Today’s camera phones range up to around 8 megapixels. For example, the iPhone 4S produces images which are 3264 x 2448 pixels.
DSLRs provide, of course, even more resolution, with the latest 36 megapixel Nikon D800 clocking in at an impressive 7360 x 4912 pixels.
Clearly, today’s cameras are capable of producing digital images of much more than the 1024 x 768 pixels which is the current gold standard for “projected images” or “digital images” in competitions and salons.
That’s why our committee proposed last year that we would move to a new allowable maximum digital image size for our KCPS salons of 1600 x 1200 pixels. We thought it was time to move on, and this decision was endorsed when discussed at our AGM in November 2011.
It’s important to mention that this is a maximum allowable size (i.e., no more than 1600 pixels across, and no more than 1200 pixels high). Less is OK as well. And this will also allow for more freedom in aspect ratio for cropped images, within those constraints.
Image resolution is important at four stages – capture, production, judging, and display:
- Capture – as noted above, there is no difficulty in capturing images of at least 1600 x 1200.
- Production – this will depend on the photographer’s computer display. Many monitors these days are tending towards the HD aspect ratio of 16:9 or 16:10. Common resolutions now are 1920 x 1080, 1920 x 1200, and on up to the 27 inch iMac resolution of 2560 x 1440.

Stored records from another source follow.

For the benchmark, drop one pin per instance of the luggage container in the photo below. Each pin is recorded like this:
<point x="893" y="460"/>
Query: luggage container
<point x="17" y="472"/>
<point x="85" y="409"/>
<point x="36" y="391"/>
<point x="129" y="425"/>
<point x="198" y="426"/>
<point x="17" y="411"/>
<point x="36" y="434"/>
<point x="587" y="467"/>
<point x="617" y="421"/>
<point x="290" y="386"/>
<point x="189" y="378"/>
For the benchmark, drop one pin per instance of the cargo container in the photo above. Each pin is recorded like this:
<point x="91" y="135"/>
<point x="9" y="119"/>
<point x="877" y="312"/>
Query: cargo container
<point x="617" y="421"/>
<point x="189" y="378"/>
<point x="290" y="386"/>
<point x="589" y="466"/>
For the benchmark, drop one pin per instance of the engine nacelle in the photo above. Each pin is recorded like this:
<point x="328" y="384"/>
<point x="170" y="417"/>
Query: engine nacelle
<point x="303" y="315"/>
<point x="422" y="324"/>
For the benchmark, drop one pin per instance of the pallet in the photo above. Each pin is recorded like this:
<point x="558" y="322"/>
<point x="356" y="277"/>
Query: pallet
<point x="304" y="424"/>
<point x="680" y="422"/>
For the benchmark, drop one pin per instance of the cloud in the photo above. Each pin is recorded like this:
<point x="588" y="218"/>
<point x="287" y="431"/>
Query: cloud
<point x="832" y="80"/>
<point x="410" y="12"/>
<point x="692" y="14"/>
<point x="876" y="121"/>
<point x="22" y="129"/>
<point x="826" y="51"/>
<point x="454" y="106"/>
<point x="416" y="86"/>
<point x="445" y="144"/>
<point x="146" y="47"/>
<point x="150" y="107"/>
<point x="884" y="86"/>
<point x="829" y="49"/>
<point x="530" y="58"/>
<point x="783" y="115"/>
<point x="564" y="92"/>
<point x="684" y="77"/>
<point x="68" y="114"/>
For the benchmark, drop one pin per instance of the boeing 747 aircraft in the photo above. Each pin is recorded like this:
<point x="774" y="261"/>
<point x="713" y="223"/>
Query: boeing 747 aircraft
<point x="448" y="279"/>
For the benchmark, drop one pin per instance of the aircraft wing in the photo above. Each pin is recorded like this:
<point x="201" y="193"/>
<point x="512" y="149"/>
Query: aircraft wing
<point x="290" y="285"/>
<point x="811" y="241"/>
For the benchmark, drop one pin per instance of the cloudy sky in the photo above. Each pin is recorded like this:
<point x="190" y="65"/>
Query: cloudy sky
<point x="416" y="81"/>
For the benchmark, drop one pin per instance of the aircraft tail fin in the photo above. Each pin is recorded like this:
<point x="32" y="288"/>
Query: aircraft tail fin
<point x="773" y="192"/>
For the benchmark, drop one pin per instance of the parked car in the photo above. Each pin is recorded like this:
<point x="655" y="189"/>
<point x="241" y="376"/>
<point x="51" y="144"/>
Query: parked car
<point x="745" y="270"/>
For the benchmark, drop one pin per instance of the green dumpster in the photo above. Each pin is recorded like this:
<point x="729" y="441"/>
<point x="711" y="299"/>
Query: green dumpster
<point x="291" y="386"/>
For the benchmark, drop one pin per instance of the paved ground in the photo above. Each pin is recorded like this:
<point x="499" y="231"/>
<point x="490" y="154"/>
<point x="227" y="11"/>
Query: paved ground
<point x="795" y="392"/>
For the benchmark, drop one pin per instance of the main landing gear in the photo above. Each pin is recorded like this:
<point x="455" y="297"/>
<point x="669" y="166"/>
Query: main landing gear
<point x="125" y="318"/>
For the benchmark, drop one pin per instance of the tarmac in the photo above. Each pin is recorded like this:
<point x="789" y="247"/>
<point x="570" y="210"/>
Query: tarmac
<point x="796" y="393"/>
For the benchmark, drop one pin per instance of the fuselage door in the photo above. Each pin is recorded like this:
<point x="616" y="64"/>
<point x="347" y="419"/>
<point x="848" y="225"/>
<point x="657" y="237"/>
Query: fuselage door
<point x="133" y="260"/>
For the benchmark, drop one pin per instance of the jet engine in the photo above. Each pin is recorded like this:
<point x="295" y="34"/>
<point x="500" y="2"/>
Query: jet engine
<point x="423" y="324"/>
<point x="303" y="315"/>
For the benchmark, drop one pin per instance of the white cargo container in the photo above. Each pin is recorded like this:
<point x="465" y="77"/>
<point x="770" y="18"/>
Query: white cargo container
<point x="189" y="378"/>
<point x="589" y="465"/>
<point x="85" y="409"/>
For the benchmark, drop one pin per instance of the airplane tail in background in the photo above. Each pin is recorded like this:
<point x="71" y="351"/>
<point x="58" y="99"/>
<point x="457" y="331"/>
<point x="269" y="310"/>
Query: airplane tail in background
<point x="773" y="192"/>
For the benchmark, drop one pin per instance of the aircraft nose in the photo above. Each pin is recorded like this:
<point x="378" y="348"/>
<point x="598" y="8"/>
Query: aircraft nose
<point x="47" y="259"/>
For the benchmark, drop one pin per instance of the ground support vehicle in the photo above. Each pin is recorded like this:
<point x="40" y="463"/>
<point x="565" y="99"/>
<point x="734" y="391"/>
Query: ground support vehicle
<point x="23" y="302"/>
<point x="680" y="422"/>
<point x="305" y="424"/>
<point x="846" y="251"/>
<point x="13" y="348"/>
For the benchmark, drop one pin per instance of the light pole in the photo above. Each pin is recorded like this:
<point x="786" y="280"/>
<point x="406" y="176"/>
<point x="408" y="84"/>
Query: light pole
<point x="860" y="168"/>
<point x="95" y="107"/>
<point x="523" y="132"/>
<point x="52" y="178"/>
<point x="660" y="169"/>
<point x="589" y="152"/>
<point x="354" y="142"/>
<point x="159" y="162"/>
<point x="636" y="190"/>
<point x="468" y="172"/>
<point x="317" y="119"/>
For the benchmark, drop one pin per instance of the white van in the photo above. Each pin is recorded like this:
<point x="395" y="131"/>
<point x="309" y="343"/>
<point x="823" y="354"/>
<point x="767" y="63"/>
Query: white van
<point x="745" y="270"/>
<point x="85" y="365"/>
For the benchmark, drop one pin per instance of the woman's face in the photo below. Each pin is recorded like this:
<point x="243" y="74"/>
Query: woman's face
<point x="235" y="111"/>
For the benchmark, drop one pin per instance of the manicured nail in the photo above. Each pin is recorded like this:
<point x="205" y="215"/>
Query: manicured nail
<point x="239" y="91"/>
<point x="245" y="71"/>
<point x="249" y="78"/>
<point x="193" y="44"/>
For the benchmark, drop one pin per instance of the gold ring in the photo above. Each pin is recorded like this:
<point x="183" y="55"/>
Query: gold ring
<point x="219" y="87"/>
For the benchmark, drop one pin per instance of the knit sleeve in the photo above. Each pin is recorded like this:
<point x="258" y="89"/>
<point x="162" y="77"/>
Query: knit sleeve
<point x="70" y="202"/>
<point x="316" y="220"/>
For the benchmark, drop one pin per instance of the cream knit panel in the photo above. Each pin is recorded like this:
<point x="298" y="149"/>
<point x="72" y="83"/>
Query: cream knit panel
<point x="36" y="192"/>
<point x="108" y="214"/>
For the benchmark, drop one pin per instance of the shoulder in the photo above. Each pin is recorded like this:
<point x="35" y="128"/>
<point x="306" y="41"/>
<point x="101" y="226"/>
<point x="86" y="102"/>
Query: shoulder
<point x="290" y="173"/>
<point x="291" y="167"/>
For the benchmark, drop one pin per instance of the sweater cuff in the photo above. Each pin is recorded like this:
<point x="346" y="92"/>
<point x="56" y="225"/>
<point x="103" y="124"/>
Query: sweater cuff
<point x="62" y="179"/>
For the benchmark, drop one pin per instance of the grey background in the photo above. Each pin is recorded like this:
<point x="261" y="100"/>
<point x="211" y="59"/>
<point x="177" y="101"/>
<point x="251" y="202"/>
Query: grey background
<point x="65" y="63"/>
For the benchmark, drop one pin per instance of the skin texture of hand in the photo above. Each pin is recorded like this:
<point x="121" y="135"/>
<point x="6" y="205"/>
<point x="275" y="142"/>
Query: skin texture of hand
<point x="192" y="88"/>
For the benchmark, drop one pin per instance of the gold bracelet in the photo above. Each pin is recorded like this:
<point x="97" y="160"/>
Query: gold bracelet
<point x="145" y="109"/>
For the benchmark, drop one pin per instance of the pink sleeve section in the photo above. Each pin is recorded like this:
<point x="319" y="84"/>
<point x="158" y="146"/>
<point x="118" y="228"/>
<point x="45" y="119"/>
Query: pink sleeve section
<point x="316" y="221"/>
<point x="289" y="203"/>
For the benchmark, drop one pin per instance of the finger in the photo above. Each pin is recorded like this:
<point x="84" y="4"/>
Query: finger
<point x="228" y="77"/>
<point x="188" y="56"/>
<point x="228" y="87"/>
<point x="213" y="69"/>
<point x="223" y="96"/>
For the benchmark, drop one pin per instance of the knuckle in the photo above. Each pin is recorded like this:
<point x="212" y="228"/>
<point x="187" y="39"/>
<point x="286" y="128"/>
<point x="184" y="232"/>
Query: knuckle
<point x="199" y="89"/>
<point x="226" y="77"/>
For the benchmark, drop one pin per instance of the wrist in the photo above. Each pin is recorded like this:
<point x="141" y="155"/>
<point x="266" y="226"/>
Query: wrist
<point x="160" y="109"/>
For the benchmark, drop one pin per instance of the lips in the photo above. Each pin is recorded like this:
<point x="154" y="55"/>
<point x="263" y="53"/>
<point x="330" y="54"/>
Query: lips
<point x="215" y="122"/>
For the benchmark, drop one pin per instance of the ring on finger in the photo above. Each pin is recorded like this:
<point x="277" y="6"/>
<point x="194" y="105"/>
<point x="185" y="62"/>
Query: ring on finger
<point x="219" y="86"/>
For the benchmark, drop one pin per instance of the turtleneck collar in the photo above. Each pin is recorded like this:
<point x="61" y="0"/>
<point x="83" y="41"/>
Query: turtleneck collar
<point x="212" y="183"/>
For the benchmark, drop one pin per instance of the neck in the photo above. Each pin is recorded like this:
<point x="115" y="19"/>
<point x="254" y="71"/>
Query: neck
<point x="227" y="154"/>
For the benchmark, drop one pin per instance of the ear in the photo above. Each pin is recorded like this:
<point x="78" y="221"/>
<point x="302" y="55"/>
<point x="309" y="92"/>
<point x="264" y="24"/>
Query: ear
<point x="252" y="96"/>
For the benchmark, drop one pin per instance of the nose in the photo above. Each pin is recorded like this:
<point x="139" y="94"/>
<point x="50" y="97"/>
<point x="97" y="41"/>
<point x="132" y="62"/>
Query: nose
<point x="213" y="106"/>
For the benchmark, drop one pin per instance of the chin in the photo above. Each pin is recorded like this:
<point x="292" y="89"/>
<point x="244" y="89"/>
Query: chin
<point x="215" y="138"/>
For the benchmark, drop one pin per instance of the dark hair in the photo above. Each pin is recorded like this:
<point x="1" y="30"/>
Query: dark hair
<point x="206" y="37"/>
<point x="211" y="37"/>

- Judging – again, this will depend on the judge’s computer display. But it is very likely that they will have good resolution displays.
- Display. For projection at the KCPS salons our own projector has a native resolution of 1200 by 800 pixels (WXGA). We did consider limiting images to this, but decided that it was time to “move on”, even if not all the detail in an image of (up to) 1600 x 1200 could be projected just now. Technology is advancing rapidly. For example, rumour has it that in early March Apple will announce their iPad 3 with a “retina” display resolution of 2048 x 1536.
So don’t forget that starting with our 2012 Summer Salon (images due by 12 March) you can submit digital images of up to 1600 pixels across, and up to 1200 pixels high. The process for submitting these images is about to change, but that’s also the topic for another post.
Finally, for more than you ever wanted to know about display resolution, check out the Wikipeda entry.